XIV
My Saturdays and holidays I spent racing about the streets and in my playground, Central Park. In the course of these years I came to know this park so well that afterward, when I walked in it, every slope and turn of the winding paths had a story for me. I learned to play tennis on its grass courts; I roller-skated on its walks and ice-skated on its lakes—when the flag with the red ball went up on top of the “castle,” thrilling the souls of young folks for miles around. I played hare and hounds, marking up the asphalt walks with chalk; we thought nothing of running all the way around the park, a distance of seven miles.
The Upper West Side was mostly empty lots, with shanties of “squatters” and goats browsing on tin cans—if one could believe the comic papers. Blasting and building were going on, and the Italian laborers who did this hard and dangerous work were the natural prey of us young aborigines. We snowballed them from the roofs of the apartment houses, and when there was no snow, we used clothespins. When they cursed us we yelled with glee. I can still remember the phrases—or at any rate what we imagined the phrases to be. “Aberragotz!” and “Chingasol!”—do those sounds mean anything to an Italian? If they do, it may be something shocking, perhaps not fit to print. When these “dagos” chased us, we fled in terror most delightful.
Sometimes we would raid grocery stores on the avenue and grab a couple of potatoes, and roast them in bonfires on the vacant lots. I was a little shocked at this idea, but the other boys explained to me that it was not stealing, it was only “swiping,” and the grocers took it for granted. So it has been easy for me to understand how young criminals are made in our great cities. We manufacture crime wholesale, just as certainly and as definitely as we manufacture alcohol in a mash of grain. And just as we can stop getting alcohol by not mixing a mash, so we can stop crime by not permitting exploitation and economic inequality.
But that is propaganda, and I have sworn to leave it out of this book. So instead, let me tell a story that illustrates the police attitude toward these budding criminals. In my mature days when I was collecting material about New York, I was strolling on the East Side with an elderly police captain. It was during a reform administration, and the movement for uplift had taken the form of a public playground, with swings and parallel bars. The young men of the tenements were developing their muscles after a day’s work loading trucks, and I said to the captain, what a fine thing they should have this recreation. The elderly cynic snorted wrathfully: “Porch climbers! Second-story work!”
The Nietzscheans advise us to live dangerously, and this advice I took without having heard it. The motorcar had not yet come in, but there were electric cars and big two-horse trucks, and my memory is full of dreadful moments. Riding down Broadway to college, the wheel of my bicycle slipped into the wet trolley slot, and I was thrown directly in front of an oncoming car. Quick as a cat, I rolled out of the way, but the car ran over my hat, and a woman bystander fainted. Again, skating on an asphalt street, I fell in the space between the front and rear wheels of a fast-moving express wagon, and had to whisk my legs out before the rear wheels caught them. When I was seventeen, I came to the conclusion that Providence must have some special purpose in keeping me in the world, for I was able to reckon up fourteen times that I had missed death by a hairbreadth. I had fallen off a pier during a storm; I had been swept out to sea by a rip tide; I had been carried down from the third story of the Weisiger House by a fireman with a scaling ladder.

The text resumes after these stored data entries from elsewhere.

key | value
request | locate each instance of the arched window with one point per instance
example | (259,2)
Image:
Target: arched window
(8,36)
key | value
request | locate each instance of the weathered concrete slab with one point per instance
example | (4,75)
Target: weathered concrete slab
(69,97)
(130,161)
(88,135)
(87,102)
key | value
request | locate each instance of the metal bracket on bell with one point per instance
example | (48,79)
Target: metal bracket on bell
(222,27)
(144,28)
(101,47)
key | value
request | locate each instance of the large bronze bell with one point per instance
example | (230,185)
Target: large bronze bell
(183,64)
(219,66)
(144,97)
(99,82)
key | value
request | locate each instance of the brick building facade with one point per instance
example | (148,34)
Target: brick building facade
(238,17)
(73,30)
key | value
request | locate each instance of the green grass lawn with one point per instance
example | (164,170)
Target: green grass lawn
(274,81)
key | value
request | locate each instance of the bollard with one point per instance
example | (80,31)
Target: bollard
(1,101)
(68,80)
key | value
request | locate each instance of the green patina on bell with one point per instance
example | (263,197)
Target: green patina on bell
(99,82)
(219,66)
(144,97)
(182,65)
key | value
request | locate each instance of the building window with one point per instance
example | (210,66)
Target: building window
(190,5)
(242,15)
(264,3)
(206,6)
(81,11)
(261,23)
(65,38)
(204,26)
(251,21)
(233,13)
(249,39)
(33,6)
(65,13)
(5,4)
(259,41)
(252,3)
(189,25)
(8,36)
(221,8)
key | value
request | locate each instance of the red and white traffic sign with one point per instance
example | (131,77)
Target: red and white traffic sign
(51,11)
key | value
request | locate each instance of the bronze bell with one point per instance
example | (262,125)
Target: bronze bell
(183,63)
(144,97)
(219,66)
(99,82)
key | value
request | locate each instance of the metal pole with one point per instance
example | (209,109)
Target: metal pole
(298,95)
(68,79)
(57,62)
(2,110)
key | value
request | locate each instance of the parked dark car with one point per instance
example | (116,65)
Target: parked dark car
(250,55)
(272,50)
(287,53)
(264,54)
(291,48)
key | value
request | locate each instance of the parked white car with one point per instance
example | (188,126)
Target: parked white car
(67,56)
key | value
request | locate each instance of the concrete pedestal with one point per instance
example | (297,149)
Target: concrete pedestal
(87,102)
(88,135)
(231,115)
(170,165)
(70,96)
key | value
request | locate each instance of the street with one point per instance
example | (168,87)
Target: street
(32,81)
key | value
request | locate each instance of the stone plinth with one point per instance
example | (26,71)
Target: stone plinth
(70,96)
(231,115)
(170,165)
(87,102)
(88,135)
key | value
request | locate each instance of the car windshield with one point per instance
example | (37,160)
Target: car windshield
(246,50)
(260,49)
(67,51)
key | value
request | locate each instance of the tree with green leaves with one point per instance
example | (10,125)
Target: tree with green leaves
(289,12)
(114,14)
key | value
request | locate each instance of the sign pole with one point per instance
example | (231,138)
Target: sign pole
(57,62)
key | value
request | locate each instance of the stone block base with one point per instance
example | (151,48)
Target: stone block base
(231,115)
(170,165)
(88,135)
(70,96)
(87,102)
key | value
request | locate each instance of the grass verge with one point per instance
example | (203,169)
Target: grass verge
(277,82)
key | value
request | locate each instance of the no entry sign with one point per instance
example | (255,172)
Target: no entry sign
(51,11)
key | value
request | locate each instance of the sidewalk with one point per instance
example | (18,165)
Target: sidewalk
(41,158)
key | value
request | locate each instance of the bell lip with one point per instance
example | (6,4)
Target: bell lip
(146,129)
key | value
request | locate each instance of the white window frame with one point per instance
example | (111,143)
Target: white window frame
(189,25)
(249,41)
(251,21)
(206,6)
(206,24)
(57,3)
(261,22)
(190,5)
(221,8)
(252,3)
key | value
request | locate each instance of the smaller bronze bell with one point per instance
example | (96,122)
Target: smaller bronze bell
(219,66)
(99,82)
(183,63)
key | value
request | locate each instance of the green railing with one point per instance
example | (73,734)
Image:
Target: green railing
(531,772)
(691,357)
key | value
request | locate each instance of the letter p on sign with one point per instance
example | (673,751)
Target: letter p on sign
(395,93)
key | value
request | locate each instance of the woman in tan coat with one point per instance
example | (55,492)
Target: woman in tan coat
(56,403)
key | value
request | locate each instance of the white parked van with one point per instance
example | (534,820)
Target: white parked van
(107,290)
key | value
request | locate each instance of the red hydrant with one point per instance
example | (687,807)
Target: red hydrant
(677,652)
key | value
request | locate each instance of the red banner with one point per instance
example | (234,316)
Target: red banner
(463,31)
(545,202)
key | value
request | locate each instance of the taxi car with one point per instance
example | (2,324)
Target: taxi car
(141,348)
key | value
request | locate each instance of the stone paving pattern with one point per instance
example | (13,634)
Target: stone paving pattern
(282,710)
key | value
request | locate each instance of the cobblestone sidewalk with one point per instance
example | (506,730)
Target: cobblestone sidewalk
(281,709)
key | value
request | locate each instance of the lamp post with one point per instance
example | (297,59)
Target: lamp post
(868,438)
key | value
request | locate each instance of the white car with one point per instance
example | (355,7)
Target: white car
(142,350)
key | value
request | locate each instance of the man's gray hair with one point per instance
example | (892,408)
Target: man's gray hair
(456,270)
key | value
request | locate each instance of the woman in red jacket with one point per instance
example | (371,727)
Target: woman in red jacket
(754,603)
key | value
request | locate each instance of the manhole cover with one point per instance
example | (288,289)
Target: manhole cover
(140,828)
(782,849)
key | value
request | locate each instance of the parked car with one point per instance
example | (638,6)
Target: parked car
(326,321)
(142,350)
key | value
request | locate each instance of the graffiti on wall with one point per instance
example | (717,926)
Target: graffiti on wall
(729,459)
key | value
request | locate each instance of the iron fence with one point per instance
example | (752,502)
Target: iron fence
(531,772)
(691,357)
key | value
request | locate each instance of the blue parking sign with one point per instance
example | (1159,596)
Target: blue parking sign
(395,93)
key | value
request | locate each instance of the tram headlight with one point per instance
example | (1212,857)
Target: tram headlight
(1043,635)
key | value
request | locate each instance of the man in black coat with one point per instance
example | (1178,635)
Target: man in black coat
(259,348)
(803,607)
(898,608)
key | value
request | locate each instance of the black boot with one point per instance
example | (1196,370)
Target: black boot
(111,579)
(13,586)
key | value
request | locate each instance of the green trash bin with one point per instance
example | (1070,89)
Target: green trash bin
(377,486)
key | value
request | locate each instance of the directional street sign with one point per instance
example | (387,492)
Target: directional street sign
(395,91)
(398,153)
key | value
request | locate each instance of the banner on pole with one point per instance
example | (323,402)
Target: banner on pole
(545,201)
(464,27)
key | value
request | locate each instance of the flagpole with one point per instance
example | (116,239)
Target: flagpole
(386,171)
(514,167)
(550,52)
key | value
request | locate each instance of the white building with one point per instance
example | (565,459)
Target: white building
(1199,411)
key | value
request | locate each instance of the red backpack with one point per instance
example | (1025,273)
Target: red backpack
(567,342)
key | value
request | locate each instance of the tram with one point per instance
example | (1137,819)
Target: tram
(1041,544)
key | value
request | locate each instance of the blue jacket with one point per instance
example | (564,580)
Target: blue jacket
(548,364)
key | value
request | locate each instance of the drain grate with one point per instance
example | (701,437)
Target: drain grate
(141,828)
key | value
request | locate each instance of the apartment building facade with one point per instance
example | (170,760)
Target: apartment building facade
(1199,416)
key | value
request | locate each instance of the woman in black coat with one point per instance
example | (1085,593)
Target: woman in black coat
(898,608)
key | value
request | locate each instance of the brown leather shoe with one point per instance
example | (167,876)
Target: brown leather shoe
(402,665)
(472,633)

I do not know so much about the purposes of Providence now as I did at the age of seventeen, and the best I can make of the matter is this: that several hundred thousand little brats are bred in the great metropolis every year and turned out into the streets to develop their bodies and their wits, and in a rough, general way, those who get caught by streetcars and motorcars and trucks are those who are not quite so quick in their reactions. But when it comes to genius, to beauty, dignity, and true power of mind, I cannot see that there is any chance for them to survive in the insane hurly-burly of metropolitan life. If I wanted qualities such as these in human beings, I would surely transfer them to a different environment. And maybe that is what Providence was planning for me to understand and to do in the world. At any rate, it is what I am trying to do, and is my final reaction to the great metropolis of Mammon.